L'indication de la chirurgie d'exérèse classique des varices (résection des jonctions saphéno-fémorale ou saphéno-politée + stripping tronculaire) avant que la dernière grossesse soit conduite à son terme était jusqu'à présent très discutée. La remarquable étude rétrospective de Fischer sur les facteurs de risque de récidive après chirurgie classique démontre que cette prudence était justifiée. Le facteur de risque le plus important de récidive à la jonction saphéno-fémorale chez une femme ayant déjà eu une grossesse menée à terme est la survenue d'une nouvelle grossesse ;

de la ménopause à la fin du 3ème âge. Il n'apparaît pas que le traitement hormonal substitutif joue un rôle dans la MVCS. Dans l'étude d'Edinburgh, on le crédite même d'un effet bénéfique sur les varices tronculaires (p < .05) ;

le 4ème âge. La durée de vie de la femme dans les pays occidentaux est supérieure à celle de l'homme, même si cet écart se réduit ; la durée globale de vie s'est significativement allongée lors de ces 30 dernières années dans les 2 sexes. Or on sait que les affections veineuses chroniques et plus particulièrement l'insuffisance veineuse chronique augmentent de façon sensible lors du 4ème âge (Edinburgh, Chiesa). Il en résulte que numériquement les femmes en sont plus volontiers affectées ;

– enfin un certain nombre d'anomalies ou de considérations propres à la femme et qui peuvent être présentes à plusieurs époques de sa vie ont été identifiées lors de ces 30 dernières années. Le premier est l'existence des reflux veineux pelviens. On sait qu'il est plus fréquent chez la femme que chez l'homme en particulier chez la multipare. Nous ne discuterons pas sa responsabilité au plan pathogénique dans le syndrome de congestion pelvienne mais nous savons que le reflux d'origine pelvienne est en cause dans environ 25 % des cas chez la femme dans les varices des membres inférieurs. Son traitement spécifique est encore discuté : sclérothérapie, chirurgie ponctuelle, embolisation par coïl. Enfin il est indéniable que les changements en matière vestimentaire ont motivé les préoccupations esthétiques féminines et ont influencé la demande thérapeutique en matière de MVCS.

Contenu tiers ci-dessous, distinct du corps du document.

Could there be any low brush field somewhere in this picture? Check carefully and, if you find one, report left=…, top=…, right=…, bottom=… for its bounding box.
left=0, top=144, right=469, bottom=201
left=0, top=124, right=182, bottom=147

En guise de conclusion, je me risquerais à faire quelques prévisions sur ce qui pourrait modifier la prise en charge de la maladie veineuse chronique superficielle aux 4 âges de la femme dans les 30 années à venir.

Nous devrions disposer à plus ou moins long terme d'informations génétiques qui nous permettront de mieux prendre en charge la MVCS et peut être de façon différente en fonction du sexe.

Il est également probable que le rôle joué par les récepteurs hormonaux contenus dans la paroi veineuse sera éclairci et qu'il conditionnera nos attitudes thérapeutiques.